History

France
- Name: Papillon
- Ordered: 16 May 1793
- Builder: Nantes
- Laid down: June 1793
- Launched: 23 August 1793
- Captured: 4 September 1803

United Kingdom
- Name: HMS Papillon
- Acquired: 4 September 1803
- Fate: Foundered September 1805

General characteristics >
- Class & type: Cerf-Volant-class brig
- Displacement: 160 tons (French)
- Tons burthen: 14539⁄94 (bm)
- Length: 64 ft 0 in (19.5 m) (overall);; 54 ft 0 in (16.5 m) (keel);
- Beam: 22 ft 6 in (6.9 m)
- Propulsion: Sails
- Sail plan: Brig
- Complement: French service:110; British service:121;
- Armament: French service:12 × 4-pounder guns; British service:Unknown;

= HMS Papillon (1803) =

Brig of the Royal Navy

HMS Papillon was the French Navy's 12-gun brig Papillon, which the British captured in September 1803. She foundered in September 1805 with the loss of all her crew.

==French career and capture==
Papillon was launched in 1793 and is sometimes referred to as Papillon No. 2, as the 6-gun brig-aviso Papillon was still in service. The 12-gun Papillon participated in the Croisière du Grand Hiver, an unsuccessful sortie by the French fleet at Brest on 24 December 1794.

In September 1803 the rebel slaves under General Jean-Jacques Dessalines were closely pressing the French troops in northwest Saint Domingue. Captain Walker, of , off the Mole St. Nicholas, persuaded the General not to put the garrison of Saint-Marc to death but to march them to the Mole in safety where Vanguard would take possession of the shipping in the bay. Walker succeeded in evacuating the 850 men of the garrison, all very emaciated. He also brought out the brigs Papillon and Trois Amis (a transport), and the schooner Mary Sally, with 40 or 50 barrels of powder. Papillon was pierced for 12 guns but only mounted six. She had a crew of 52 men under the command of Mons. Dubourg.

==British service==
The British took Papillon into service under her existing name. She was commissioned in 1804 under Lieutenant John Smyth in the Leeward Islands.

In 1805 Lieutenant William Woolsey replaced Smyth. Woolsey received a promotion to Commander in March but was not yet able to take it up.

On 15 April 1805 Papillon was anchored at Savanna-la-Mar, Jamaica, when the master of a dogger informed Woolsey that there was a Spanish privateer felucca off the west coast of the island. Woolsey realised that the felucca would escape if he approached in Papillon and so decided to use a stratagem. He borrowed a shallop from a merchant ship, disguised her as a drogger, and put on board 25 men under the command of Lieutenant Prieur. The mock drogger encountered the felucca by 8 p.m. the same evening and Prieur permitted the unsuspecting privateer to come alongside. He then had his men fire a volley into the privateer and board her. In the action, the privateer lost seven men killed or drowned, and eight badly wounded, out of a crew of 25; the British had two men slightly wounded. Four of the privateer's crew swam ashore, where the militia seized them.
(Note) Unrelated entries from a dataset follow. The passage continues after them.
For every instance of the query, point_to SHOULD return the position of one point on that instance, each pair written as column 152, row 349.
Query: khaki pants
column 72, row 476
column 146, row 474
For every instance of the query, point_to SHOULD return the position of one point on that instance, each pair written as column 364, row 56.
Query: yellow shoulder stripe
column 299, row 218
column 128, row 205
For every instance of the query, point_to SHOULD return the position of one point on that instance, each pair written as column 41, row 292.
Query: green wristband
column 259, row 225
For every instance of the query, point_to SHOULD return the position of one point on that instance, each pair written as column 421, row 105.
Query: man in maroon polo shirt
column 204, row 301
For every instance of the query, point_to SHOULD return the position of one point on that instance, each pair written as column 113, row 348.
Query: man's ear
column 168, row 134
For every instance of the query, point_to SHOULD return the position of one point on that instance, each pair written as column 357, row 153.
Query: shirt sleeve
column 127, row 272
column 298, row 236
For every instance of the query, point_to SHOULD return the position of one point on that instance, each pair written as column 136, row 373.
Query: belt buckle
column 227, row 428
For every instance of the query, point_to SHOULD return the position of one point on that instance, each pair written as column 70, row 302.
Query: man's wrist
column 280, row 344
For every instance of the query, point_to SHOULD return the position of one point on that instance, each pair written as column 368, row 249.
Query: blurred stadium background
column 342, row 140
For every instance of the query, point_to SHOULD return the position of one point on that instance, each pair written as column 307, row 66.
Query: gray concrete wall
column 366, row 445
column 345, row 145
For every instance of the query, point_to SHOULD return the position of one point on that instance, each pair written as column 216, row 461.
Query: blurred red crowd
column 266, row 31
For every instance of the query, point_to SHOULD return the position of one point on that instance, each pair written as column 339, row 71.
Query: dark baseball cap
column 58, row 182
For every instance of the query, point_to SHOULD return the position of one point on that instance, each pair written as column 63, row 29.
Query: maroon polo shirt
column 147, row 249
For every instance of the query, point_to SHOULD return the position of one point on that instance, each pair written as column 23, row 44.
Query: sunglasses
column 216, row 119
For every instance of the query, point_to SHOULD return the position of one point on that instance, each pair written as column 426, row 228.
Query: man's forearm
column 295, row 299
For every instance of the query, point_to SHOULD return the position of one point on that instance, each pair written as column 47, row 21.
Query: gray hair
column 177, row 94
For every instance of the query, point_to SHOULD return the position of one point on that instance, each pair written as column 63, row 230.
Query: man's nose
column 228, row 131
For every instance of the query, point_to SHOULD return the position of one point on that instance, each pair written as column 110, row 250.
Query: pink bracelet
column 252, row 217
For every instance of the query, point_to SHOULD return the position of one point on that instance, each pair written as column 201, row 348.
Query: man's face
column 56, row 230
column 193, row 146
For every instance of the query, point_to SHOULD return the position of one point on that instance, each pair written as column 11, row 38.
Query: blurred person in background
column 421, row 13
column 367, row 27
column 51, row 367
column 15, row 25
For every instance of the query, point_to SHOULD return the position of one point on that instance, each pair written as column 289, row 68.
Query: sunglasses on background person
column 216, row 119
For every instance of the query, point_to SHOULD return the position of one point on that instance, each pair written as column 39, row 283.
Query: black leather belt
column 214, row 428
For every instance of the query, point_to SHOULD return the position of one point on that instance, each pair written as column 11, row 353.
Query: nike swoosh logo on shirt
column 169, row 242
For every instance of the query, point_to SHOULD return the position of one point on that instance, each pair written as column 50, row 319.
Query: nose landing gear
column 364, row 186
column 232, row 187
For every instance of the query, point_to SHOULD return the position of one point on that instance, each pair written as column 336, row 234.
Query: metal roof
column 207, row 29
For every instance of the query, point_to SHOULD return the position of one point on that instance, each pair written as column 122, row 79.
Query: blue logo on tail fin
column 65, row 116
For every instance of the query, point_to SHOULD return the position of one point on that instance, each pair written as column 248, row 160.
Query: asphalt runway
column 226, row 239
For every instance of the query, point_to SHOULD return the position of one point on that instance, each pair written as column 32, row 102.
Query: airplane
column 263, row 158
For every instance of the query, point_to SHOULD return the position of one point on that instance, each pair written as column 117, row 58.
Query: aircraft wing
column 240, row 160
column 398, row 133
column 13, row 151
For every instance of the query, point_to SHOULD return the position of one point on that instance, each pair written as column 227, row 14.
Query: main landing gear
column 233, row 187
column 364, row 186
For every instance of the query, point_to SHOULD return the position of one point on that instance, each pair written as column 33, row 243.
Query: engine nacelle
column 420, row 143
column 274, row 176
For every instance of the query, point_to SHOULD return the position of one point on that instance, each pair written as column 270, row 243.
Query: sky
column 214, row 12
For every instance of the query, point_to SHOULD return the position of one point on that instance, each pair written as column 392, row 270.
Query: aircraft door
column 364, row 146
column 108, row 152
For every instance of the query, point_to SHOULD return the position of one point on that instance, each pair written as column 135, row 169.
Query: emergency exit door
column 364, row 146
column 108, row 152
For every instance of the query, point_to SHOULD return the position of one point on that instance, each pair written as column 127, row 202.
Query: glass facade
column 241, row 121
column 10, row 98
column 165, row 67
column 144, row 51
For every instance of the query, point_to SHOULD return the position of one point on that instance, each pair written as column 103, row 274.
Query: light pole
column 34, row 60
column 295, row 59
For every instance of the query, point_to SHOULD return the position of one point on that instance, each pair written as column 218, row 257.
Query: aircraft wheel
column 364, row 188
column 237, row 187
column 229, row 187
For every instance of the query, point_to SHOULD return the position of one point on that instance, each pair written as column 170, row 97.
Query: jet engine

The privateer was Conception, of 25 tons (bm), armed with one 3-pounder gun and small arms. She was three days out of Cuba and had taken no prizes. Woolsey delivered his prisoners and the wounded to Savanna-La-Mar.

Between 1 March and 2 June 1805 Papillon also recaptured the British schooner Desirée. HMS Heureux and are also both recorded as capturing a ship of the same name during the same period. Papillon is listed in the summary seasonal report to the Admiralty as the captor of Desirée, while earlier letters credit the larger ships. In all likelihood Papillon was in company with the other ships and took actual possession.

==Fate==
Papillon, still under Woolsey's command, was lost in September 1805, with all her crew. (Note: Admiralty records give the date of the loss as April 1805.) She and sailed from Jamaica on 28 July as escorts to a convoy. On 25 September Papillon parted company from the convoy during a gale in the Atlantic. (Note: One report states that on 14 September she had lost her main and foremast.) The convoy arrived at Spithead on 14 October but Papillon never arrived. (Note: Later correspondence in Admiralty records calls for Papillon to be paid off, without standing wages being paid to the heirs of the crew. The letter refers to Papillon having foundered in September 1806, the year being almost certainly an error.)

==Film: Master and Commander==
Papillons capture of the Spanish privateer by stratagem in April 1805 bears remarkable similarities to an incident in the film Master and Commander: The Far Side of the World. Writer Patrick O'Brian drew on the Napoleonic Wars for his Aubrey–Maturin series of novels on which the film is based. Papillon is the same class of ship as used in the film, and the event's date in the film corresponds with the capture of the privateer in Jamaica on 15 April 1805.